43As to whether the outcome of the appeal is more favourable to the appellants than the offer made in the 7 March 2013 letter, they have succeeded in having the matter remitted to the Tribunal, with the prospect of success in defeating the claim in relation to the Schedule A broadcast, whereas acceptance of the offer would have led to the disposal of the appeal altogether. Comparison of the offer having regard to the position in relation to costs is more complicated. Had the offer been accepted, the appellants would have borne all of their costs of the respective proceedings (but none of Mr Trad's costs), thus giving up the prospect of any favourable costs orders in circumstances where they had succeeded on the Schedule B broadcast claims, whereas the outcome of the appeal is that, even if the appellants' submissions on the existing costs orders are accepted, the appellants will be exposed to the uncertainty of a costs order against them in the Tribunal proceedings.
44On balance, I consider the outcome of the appeal is more favourable to the appellants since it offers the prospect, however likely or unlikely that prospect might be said to be, of success on the remittal.
45However, the making of a Calderbank offer does not automatically result in a favourable costs order simply because that the judgment is more favourable to the party making the offer than the terms of the offer. The question is whether failure to accept the offer, in all the circumstances, warrants departure from the ordinary rule as to costs (SMEC Testing Services Pty Ltd v Campbelltown City Council per Giles JA at [37]). The onus is on the party making a Calderbank offer (here, the appellants) to satisfy the court that it should exercise the costs discretion in its favour (Evans Shire Council v Richardson (No 2) [2006] NSWCA 61). Not only must the offer invoke a genuine element of compromise, it must be one which was unreasonable for the offeree not to accept (Herning v GWS Machinery Pty Ltd (No 2) [2005] NSWCA 375 at [4]-[5]; Leichhardt Municipal Council v Green at [21]-[24], [36]).
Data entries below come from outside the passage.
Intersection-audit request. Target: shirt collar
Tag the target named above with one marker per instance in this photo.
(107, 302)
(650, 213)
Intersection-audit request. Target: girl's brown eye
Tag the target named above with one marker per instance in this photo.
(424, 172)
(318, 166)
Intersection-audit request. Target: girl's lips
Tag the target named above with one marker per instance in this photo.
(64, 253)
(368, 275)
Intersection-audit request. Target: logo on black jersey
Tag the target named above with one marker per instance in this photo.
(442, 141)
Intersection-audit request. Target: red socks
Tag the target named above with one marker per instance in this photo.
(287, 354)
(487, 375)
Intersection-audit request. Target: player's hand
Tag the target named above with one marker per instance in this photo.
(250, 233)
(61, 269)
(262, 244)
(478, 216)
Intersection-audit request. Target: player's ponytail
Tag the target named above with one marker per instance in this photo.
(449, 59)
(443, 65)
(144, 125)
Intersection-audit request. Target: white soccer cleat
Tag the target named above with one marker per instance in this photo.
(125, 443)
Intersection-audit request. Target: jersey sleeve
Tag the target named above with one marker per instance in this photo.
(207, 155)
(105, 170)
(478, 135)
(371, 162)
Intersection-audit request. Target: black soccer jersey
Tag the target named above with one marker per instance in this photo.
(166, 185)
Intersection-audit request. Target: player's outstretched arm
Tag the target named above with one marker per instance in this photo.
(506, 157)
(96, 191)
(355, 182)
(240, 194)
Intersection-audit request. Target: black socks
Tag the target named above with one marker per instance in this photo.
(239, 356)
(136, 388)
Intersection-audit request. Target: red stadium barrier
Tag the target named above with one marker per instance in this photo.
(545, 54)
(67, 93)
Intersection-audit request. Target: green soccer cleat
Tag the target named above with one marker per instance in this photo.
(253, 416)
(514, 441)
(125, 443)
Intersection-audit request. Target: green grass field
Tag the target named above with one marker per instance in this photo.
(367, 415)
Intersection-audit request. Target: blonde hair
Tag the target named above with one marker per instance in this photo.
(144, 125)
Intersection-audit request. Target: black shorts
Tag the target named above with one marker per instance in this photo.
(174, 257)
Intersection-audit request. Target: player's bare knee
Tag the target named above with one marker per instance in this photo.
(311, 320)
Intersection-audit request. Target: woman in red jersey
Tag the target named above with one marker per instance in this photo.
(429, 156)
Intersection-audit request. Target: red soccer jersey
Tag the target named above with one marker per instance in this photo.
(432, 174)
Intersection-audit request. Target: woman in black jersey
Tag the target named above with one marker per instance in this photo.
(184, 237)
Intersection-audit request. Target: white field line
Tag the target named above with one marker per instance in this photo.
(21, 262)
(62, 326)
46Ms Nomchong submits that it has not been established that it was unreasonable for Mr Trad to refuse the 7 March offer. She notes that no part of the appeal was directed to setting aside the existing costs orders and therefore, that those orders were not part of the matters against which Mr Trad was required to assess at the time of the proposal.
47Ms Nomchong submits that Mr Trad was not in a position to understand the nature and extent of the orders at the time the offer was made. Ms Nomchong also points to the fact that the offer was only open for 7 business days, a significantly shorter time than that applicable to offers of compromise under the Rules and notwithstanding that it was made at the time when the hearing was some five months away.
48I consider that there was a genuine element of compromise in the 7 March offer but that it was not established that it was unreasonable for Mr Trad to reject it at the time it was made.
49Therefore, I consider that the costs of the appeal should be ordered only on the ordinary basis. I would make one qualification to that, namely that the respondent should not bear the costs of the appellants' unsuccessful application for redaction of the published reasons.